Institute for Advanced Simulation (IAS)

Datenanalytik und Maschinenlernen (IAS-8)

JULAIN Talk by Thijs Vogels

Anfang

09.06.2022 14:00 Uhr

Ende

09.06.2022 15:00 Uhr

Veranstaltungsort

INM Seminar room building 15.9U, room 4001b

Communication-efficient distributed learning and PowerSGD

Thijs Vogels
Machine Learning & Optimization Laboratory, École polytechnique fédérale de Lausanne (EPFL)

When: 9 June 2022, 4pm
Where: INM Seminar room building 15.9U, room 4001b

Invitation and moderation: Hanno Scharr, IAS-8

Abstract

In data-parallel optimization of machine learning models, workers collaborate to speed up the training.
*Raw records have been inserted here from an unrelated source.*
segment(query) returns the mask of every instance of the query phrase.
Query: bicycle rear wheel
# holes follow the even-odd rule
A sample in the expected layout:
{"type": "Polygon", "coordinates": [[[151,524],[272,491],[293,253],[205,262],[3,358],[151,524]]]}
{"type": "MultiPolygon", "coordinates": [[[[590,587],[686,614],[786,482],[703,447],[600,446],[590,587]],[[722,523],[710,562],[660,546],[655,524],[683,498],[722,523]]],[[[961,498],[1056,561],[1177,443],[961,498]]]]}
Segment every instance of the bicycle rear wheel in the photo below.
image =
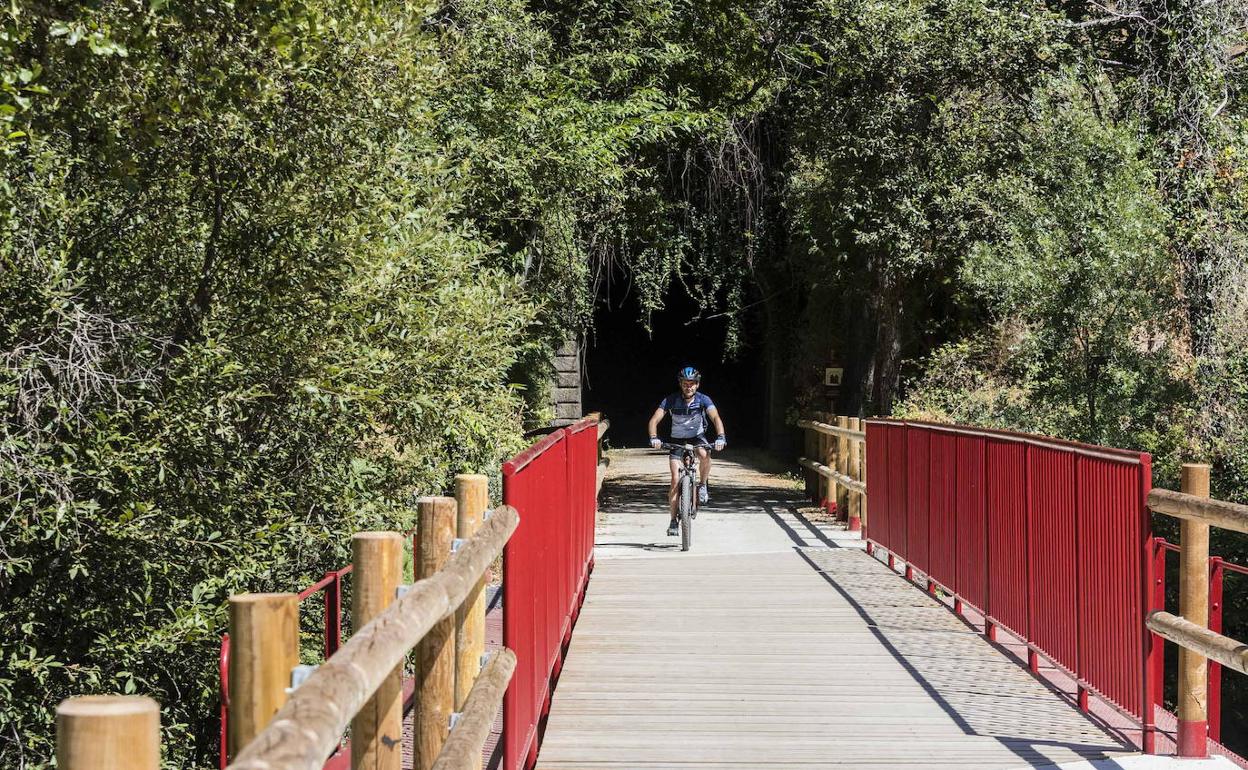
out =
{"type": "Polygon", "coordinates": [[[688,551],[693,544],[693,477],[688,473],[680,477],[680,491],[677,504],[680,510],[680,550],[688,551]]]}

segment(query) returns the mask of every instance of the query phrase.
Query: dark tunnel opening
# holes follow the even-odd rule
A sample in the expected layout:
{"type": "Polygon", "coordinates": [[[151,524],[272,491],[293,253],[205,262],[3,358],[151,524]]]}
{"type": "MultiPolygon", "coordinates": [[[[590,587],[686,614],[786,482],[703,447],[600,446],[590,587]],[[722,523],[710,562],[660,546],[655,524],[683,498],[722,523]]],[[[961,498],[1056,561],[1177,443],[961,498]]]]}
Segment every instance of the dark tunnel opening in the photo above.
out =
{"type": "MultiPolygon", "coordinates": [[[[645,446],[646,421],[664,396],[676,392],[676,373],[684,366],[702,372],[702,392],[718,407],[732,445],[765,443],[761,319],[748,315],[742,344],[725,360],[728,318],[696,318],[697,304],[679,283],[668,290],[663,310],[651,317],[650,333],[642,325],[635,291],[599,305],[585,351],[582,392],[586,411],[601,411],[611,420],[613,446],[645,446]]],[[[660,432],[667,426],[664,421],[660,432]]]]}

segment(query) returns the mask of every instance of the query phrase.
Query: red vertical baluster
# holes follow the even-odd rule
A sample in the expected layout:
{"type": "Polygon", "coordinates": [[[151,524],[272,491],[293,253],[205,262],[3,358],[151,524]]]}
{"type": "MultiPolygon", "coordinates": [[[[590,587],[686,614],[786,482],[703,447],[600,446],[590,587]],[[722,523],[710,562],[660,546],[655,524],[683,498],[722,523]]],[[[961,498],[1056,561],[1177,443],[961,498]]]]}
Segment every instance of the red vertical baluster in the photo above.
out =
{"type": "MultiPolygon", "coordinates": [[[[1140,463],[1140,516],[1144,539],[1144,596],[1143,615],[1166,608],[1166,549],[1165,541],[1152,536],[1152,514],[1148,510],[1148,492],[1152,488],[1152,466],[1149,455],[1141,455],[1140,463]]],[[[1145,754],[1157,752],[1156,711],[1162,705],[1165,683],[1165,643],[1144,627],[1140,618],[1142,654],[1144,656],[1143,692],[1141,693],[1141,743],[1145,754]]]]}
{"type": "Polygon", "coordinates": [[[218,735],[220,753],[217,762],[220,770],[225,770],[230,764],[230,635],[228,633],[221,635],[221,652],[217,659],[217,666],[221,682],[221,731],[218,735]]]}
{"type": "MultiPolygon", "coordinates": [[[[1222,578],[1226,570],[1220,556],[1209,560],[1209,630],[1222,633],[1222,578]]],[[[1222,664],[1209,661],[1209,737],[1222,741],[1222,664]]]]}
{"type": "MultiPolygon", "coordinates": [[[[1088,672],[1084,670],[1085,655],[1084,655],[1084,650],[1083,650],[1083,645],[1085,643],[1085,637],[1086,637],[1086,630],[1083,628],[1083,622],[1084,622],[1084,617],[1088,612],[1088,609],[1087,609],[1088,599],[1087,597],[1083,595],[1083,591],[1081,590],[1083,587],[1081,580],[1085,579],[1085,576],[1083,573],[1086,572],[1087,570],[1083,566],[1083,564],[1081,564],[1081,561],[1082,561],[1082,559],[1080,558],[1081,543],[1080,543],[1079,536],[1082,533],[1082,528],[1083,528],[1083,522],[1081,521],[1081,519],[1083,518],[1083,513],[1084,513],[1083,512],[1083,485],[1087,483],[1086,480],[1084,479],[1084,476],[1087,474],[1087,469],[1085,467],[1086,463],[1084,462],[1084,458],[1082,456],[1074,454],[1072,459],[1074,460],[1074,464],[1075,464],[1075,494],[1074,494],[1074,501],[1073,501],[1074,506],[1075,506],[1075,513],[1074,513],[1074,526],[1071,528],[1071,533],[1070,533],[1071,538],[1074,541],[1074,547],[1071,549],[1070,553],[1071,553],[1072,561],[1073,561],[1073,564],[1071,566],[1073,567],[1073,581],[1072,582],[1074,585],[1074,591],[1073,591],[1071,598],[1075,600],[1075,627],[1073,629],[1074,637],[1075,637],[1074,638],[1075,659],[1073,661],[1074,665],[1071,666],[1071,670],[1075,672],[1076,681],[1082,683],[1088,680],[1088,672]]],[[[1112,590],[1112,588],[1110,590],[1112,590]]],[[[1087,694],[1084,692],[1084,689],[1082,686],[1080,686],[1078,690],[1079,690],[1080,705],[1081,707],[1086,708],[1087,694]]]]}
{"type": "Polygon", "coordinates": [[[980,443],[980,490],[979,498],[983,507],[983,523],[980,525],[984,529],[984,563],[980,568],[982,570],[982,581],[984,585],[984,595],[981,599],[980,609],[984,613],[984,631],[988,630],[988,618],[992,615],[992,530],[989,526],[992,521],[992,511],[988,509],[988,440],[981,438],[980,443]]]}
{"type": "Polygon", "coordinates": [[[1032,602],[1032,568],[1031,568],[1031,445],[1023,444],[1023,638],[1031,639],[1032,615],[1035,612],[1032,602]]]}
{"type": "Polygon", "coordinates": [[[342,646],[342,573],[339,570],[326,577],[333,578],[325,586],[325,659],[329,660],[342,646]]]}

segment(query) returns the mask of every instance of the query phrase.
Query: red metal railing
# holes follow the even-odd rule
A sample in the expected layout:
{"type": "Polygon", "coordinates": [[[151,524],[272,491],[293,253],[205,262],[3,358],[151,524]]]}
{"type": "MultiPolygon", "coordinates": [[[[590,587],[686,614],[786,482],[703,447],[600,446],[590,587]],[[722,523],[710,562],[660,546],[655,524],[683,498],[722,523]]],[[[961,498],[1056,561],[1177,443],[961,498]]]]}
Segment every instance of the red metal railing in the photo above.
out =
{"type": "MultiPolygon", "coordinates": [[[[323,616],[323,636],[325,658],[338,651],[342,646],[342,579],[351,574],[352,565],[331,570],[325,577],[299,592],[299,601],[311,598],[317,593],[324,593],[325,614],[323,616]]],[[[222,634],[221,652],[217,658],[221,676],[221,733],[218,766],[225,770],[229,765],[229,725],[230,725],[230,635],[222,634]]]]}
{"type": "Polygon", "coordinates": [[[503,644],[515,675],[503,700],[503,767],[537,761],[542,720],[593,569],[597,420],[541,439],[503,464],[520,526],[503,551],[503,644]]]}
{"type": "MultiPolygon", "coordinates": [[[[1182,549],[1166,540],[1153,538],[1153,597],[1149,610],[1166,608],[1166,554],[1182,553],[1182,549]]],[[[1209,630],[1222,633],[1222,583],[1227,572],[1248,575],[1248,567],[1224,561],[1220,556],[1209,559],[1209,630]]],[[[1162,645],[1158,643],[1158,647],[1162,645]]],[[[1163,708],[1162,682],[1165,679],[1164,654],[1159,652],[1150,660],[1153,666],[1153,703],[1163,708]]],[[[1222,665],[1209,661],[1209,738],[1215,743],[1222,741],[1222,665]]]]}
{"type": "Polygon", "coordinates": [[[1142,452],[954,425],[867,422],[868,547],[888,551],[1140,721],[1152,750],[1160,643],[1142,452]],[[1152,665],[1145,666],[1145,660],[1152,665]]]}

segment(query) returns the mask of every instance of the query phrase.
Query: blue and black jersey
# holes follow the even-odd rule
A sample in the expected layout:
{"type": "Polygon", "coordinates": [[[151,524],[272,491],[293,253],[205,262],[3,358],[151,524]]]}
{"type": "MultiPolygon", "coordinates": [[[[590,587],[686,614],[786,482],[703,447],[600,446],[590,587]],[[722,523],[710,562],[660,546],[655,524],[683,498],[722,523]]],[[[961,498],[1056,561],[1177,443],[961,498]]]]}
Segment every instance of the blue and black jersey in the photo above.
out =
{"type": "Polygon", "coordinates": [[[694,393],[691,402],[673,393],[659,402],[659,408],[672,416],[672,438],[696,438],[706,432],[706,412],[715,408],[715,402],[702,393],[694,393]]]}

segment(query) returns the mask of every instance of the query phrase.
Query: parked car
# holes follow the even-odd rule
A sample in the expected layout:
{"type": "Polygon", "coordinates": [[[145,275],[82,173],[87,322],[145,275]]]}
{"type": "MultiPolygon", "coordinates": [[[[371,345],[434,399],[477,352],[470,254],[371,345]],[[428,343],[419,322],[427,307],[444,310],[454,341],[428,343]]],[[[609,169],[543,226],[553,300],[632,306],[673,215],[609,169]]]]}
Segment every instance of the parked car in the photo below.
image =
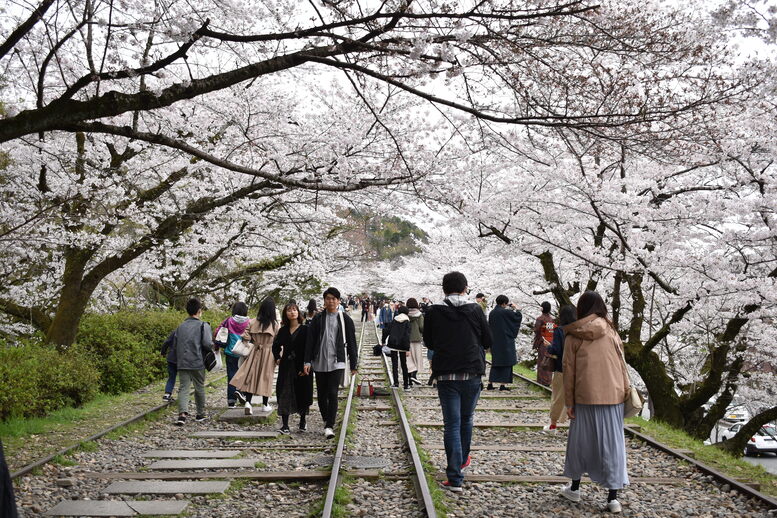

By averaging their model updates with each other, the updates become more informative, resulting in faster convergence. For today’s deep learning models, model updates can be gigabytes large, and averaging them between all workers can be a bottleneck in the scalability of distributed learning. In this talk, we explore two approaches to alleviating communication bottlenecks: lossy communication compression and sparse (decentralized) communication. We focus on the PowerSGD communication compression algorithm which approximates gradient updates as low-rank matrices. PowerSGD can yield communication savings of > 100x and was used successfully to speed up the training of OpenAI’s DALL-E, RoBERTa, and Meta’s XLM-R.

Short CV

Thijs is a PhD student at EPFL’s Machine Learning & Optimization Laboratory under Martin Jaggi. He works on developing and understanding practical optimization algorithms for large-scale distributed training of deep learning models.